Illiteracy and literacy

Illiterate individuals

Today, on the way to work, at the grocery store or when you went to pick up your kids from school, you may have crossed paths with someone who is illiterate. You may have exchanged a few words with them without being aware of their difficulties. They may even be someone close to you: your spouse, father, sister or friend.

Illiteracy has many faces: young dropouts, forest industry workers, young single mothers, female immigrant textile workers, men, women, living in the city or in the regions, young people or pensioners can all be illiterate. It is wrong to think that illiterate individuals live far away from us. On the contrary, they are close by, here among us, but are ashamed to reveal their difficulties.

Today, you may have crossed paths with someone who is illiterate....

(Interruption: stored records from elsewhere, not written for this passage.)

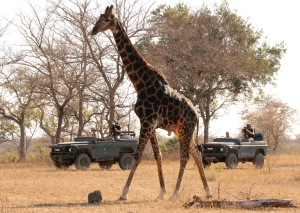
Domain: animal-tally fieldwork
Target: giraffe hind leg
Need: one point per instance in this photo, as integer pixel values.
(184, 157)
(137, 159)
(198, 159)
(157, 156)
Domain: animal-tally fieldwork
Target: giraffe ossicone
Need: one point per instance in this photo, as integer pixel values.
(157, 106)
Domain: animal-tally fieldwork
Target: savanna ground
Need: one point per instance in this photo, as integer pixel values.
(40, 187)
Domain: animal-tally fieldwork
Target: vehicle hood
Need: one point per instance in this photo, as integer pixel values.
(74, 143)
(223, 143)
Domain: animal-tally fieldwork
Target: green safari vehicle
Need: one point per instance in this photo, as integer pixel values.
(85, 150)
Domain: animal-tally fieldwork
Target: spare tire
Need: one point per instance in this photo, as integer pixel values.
(231, 161)
(259, 160)
(83, 162)
(125, 161)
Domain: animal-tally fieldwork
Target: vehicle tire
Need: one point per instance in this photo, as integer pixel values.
(60, 165)
(259, 160)
(125, 161)
(83, 162)
(106, 165)
(206, 164)
(231, 161)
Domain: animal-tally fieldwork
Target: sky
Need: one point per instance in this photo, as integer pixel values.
(277, 18)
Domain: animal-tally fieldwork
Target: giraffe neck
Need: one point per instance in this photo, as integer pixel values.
(134, 64)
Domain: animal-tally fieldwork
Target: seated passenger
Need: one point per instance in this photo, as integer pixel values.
(248, 131)
(93, 133)
(116, 129)
(227, 135)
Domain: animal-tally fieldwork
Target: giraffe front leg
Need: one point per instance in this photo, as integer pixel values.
(198, 159)
(157, 156)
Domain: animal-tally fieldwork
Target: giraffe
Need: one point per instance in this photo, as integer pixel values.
(157, 106)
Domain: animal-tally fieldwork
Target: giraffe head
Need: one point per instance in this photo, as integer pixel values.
(105, 22)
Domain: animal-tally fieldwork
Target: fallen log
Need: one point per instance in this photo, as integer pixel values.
(249, 204)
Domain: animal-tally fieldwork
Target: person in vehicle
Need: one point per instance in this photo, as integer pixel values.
(116, 129)
(227, 135)
(248, 131)
(93, 132)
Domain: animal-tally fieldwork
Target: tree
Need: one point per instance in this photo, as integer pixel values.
(17, 103)
(215, 58)
(274, 119)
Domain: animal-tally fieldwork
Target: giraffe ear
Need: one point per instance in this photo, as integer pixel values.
(106, 11)
(109, 13)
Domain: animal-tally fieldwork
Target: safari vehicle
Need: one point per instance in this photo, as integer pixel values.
(234, 150)
(105, 152)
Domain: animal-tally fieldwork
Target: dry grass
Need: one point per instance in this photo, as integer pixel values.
(33, 187)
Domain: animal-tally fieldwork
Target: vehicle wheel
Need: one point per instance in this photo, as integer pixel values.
(259, 160)
(206, 163)
(83, 162)
(231, 161)
(125, 161)
(105, 165)
(60, 165)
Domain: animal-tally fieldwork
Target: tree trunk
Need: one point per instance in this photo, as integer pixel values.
(22, 150)
(59, 124)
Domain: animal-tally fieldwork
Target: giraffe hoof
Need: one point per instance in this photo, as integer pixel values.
(208, 196)
(122, 198)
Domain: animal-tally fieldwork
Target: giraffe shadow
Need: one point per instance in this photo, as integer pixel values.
(85, 204)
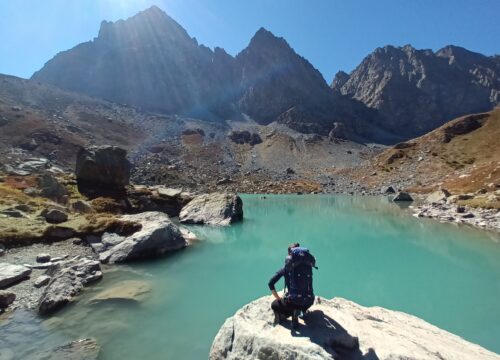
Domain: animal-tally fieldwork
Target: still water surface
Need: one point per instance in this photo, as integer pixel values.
(367, 250)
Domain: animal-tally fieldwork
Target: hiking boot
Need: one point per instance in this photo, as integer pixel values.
(295, 319)
(277, 318)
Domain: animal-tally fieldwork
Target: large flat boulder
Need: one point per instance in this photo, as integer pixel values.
(338, 329)
(157, 236)
(68, 278)
(102, 168)
(213, 209)
(10, 274)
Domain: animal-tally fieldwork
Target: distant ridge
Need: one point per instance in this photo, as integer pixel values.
(416, 91)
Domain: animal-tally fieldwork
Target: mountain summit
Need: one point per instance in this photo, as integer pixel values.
(149, 61)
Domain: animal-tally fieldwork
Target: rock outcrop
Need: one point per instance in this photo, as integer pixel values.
(6, 298)
(402, 196)
(10, 274)
(68, 278)
(102, 168)
(156, 236)
(213, 209)
(338, 329)
(416, 91)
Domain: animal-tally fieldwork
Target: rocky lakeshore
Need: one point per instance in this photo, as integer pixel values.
(462, 209)
(57, 234)
(338, 329)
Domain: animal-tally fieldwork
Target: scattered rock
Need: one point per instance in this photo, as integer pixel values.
(387, 190)
(157, 236)
(51, 188)
(194, 132)
(10, 274)
(82, 207)
(213, 209)
(68, 279)
(13, 213)
(224, 181)
(43, 258)
(244, 137)
(6, 298)
(403, 145)
(338, 329)
(41, 281)
(438, 196)
(402, 196)
(23, 207)
(169, 193)
(460, 209)
(101, 168)
(189, 236)
(54, 216)
(58, 233)
(338, 131)
(129, 290)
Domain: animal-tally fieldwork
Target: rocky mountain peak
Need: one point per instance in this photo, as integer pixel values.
(265, 41)
(151, 26)
(340, 78)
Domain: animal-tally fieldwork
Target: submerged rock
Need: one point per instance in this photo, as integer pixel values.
(10, 274)
(129, 290)
(68, 279)
(54, 216)
(85, 349)
(338, 329)
(402, 196)
(438, 196)
(157, 236)
(213, 209)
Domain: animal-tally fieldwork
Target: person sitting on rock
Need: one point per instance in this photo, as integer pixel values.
(299, 294)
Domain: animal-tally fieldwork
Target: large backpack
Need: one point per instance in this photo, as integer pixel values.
(299, 267)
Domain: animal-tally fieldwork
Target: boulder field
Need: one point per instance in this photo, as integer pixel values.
(338, 329)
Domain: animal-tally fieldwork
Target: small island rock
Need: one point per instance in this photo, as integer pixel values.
(213, 209)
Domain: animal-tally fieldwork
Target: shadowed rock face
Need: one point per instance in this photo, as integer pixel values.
(338, 329)
(101, 169)
(416, 91)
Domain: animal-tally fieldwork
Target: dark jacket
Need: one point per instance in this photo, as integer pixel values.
(280, 273)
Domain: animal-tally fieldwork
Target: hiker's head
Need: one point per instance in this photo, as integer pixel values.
(291, 246)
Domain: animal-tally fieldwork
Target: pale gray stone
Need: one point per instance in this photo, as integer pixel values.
(338, 329)
(157, 236)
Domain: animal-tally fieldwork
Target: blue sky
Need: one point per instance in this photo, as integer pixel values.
(332, 34)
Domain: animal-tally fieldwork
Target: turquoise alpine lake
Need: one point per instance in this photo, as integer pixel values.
(368, 250)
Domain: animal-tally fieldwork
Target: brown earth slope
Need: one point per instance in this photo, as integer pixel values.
(462, 156)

  • Rarely admits to having trouble reading and writing. He is ashamed of this condition, and thinks he is the only one in it.
  • Generally has low self-esteem, and feels very vulnerable to anyone she sees as more “educated” than she is. She can exhibit submissiveness or become aggressive in a situation she does not fully understand.
  • Has learned to use a broad range of tricks to hide his difficulties.
  • Often has trouble pronouncing words because she lacks the knowledge to make out the syllables forming them, so she will often say them as she hears them.
  • Often lacks the vocabulary he needs to express his thoughts clearly.
  • Often has difficulty with perception of time and space.

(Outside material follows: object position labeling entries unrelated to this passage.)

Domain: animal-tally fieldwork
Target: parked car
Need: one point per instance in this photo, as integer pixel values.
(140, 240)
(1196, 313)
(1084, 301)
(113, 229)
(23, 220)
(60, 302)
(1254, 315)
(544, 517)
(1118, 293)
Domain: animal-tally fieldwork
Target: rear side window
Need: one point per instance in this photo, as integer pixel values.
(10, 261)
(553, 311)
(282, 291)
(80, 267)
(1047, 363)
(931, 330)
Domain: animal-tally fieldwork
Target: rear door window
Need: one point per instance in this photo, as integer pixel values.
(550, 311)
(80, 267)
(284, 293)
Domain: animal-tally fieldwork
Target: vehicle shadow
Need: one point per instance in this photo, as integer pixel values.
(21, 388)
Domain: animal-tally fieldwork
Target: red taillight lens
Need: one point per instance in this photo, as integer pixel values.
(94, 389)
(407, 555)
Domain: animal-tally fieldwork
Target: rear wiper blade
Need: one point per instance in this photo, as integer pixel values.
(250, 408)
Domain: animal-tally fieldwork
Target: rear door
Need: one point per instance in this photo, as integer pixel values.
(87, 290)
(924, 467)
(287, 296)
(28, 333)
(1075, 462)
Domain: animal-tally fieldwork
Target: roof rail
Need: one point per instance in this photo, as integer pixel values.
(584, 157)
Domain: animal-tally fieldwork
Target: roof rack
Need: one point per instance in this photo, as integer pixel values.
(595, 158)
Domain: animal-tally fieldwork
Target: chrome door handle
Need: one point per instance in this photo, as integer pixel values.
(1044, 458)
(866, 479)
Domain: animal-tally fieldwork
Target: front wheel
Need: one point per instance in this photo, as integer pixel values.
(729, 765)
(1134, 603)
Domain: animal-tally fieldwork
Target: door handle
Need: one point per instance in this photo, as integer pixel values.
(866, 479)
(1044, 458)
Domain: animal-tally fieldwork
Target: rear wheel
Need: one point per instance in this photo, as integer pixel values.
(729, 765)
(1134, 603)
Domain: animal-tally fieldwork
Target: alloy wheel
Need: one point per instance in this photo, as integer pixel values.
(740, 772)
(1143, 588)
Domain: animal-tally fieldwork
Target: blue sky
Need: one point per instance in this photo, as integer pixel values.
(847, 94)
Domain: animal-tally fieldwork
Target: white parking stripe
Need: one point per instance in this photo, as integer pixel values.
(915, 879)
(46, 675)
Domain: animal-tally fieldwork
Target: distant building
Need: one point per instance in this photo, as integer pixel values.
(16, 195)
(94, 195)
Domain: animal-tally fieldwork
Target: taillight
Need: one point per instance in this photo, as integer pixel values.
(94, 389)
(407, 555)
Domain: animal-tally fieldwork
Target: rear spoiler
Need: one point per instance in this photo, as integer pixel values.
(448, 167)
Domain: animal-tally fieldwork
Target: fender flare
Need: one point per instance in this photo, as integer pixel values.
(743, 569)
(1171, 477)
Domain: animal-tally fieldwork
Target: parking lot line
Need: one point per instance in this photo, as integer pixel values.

  • Use simple vocabulary and short sentences; rephrase your idea if you sense it has not been fully understood. But do not talk to the person as if they were a child. Create a climate of confidence and trust.
  • Simplify the more technical vocabulary specific to a company or government department, and avoid the numerous abbreviations which often mean nothing to the person you are talking to.
  • If the person in front of you wants to read the document you are giving him somewhere else or later, give a short, clear summary of the content, providing the main information.
  • Take the initiative of writing down legibly the important information you want to convey.
  • De-dramatize the situation by confiding that you often meet people who have difficulty reading and writing and that you can “give them a hand.”
  • Make sure the date of an upcoming meeting or an event to which you are inviting the person is clearly understood and, when necessary, provide reference points, such as “in two weekends’ time” or “the week after Christmas” or “right after the children start their vacation,” and so on.
  • Avoid sending a reminder by mail to confirm an appointment. Instead, use the telephone.
  • If you come across the same person more regularly, let him know that he can improve his condition and that several thousand people in his situation have gone back to school for adults: give him the number for the Info-Alpha line and tell him that specialized agents can provide him with comprehensive information on the resources that best meet his needs and expectations.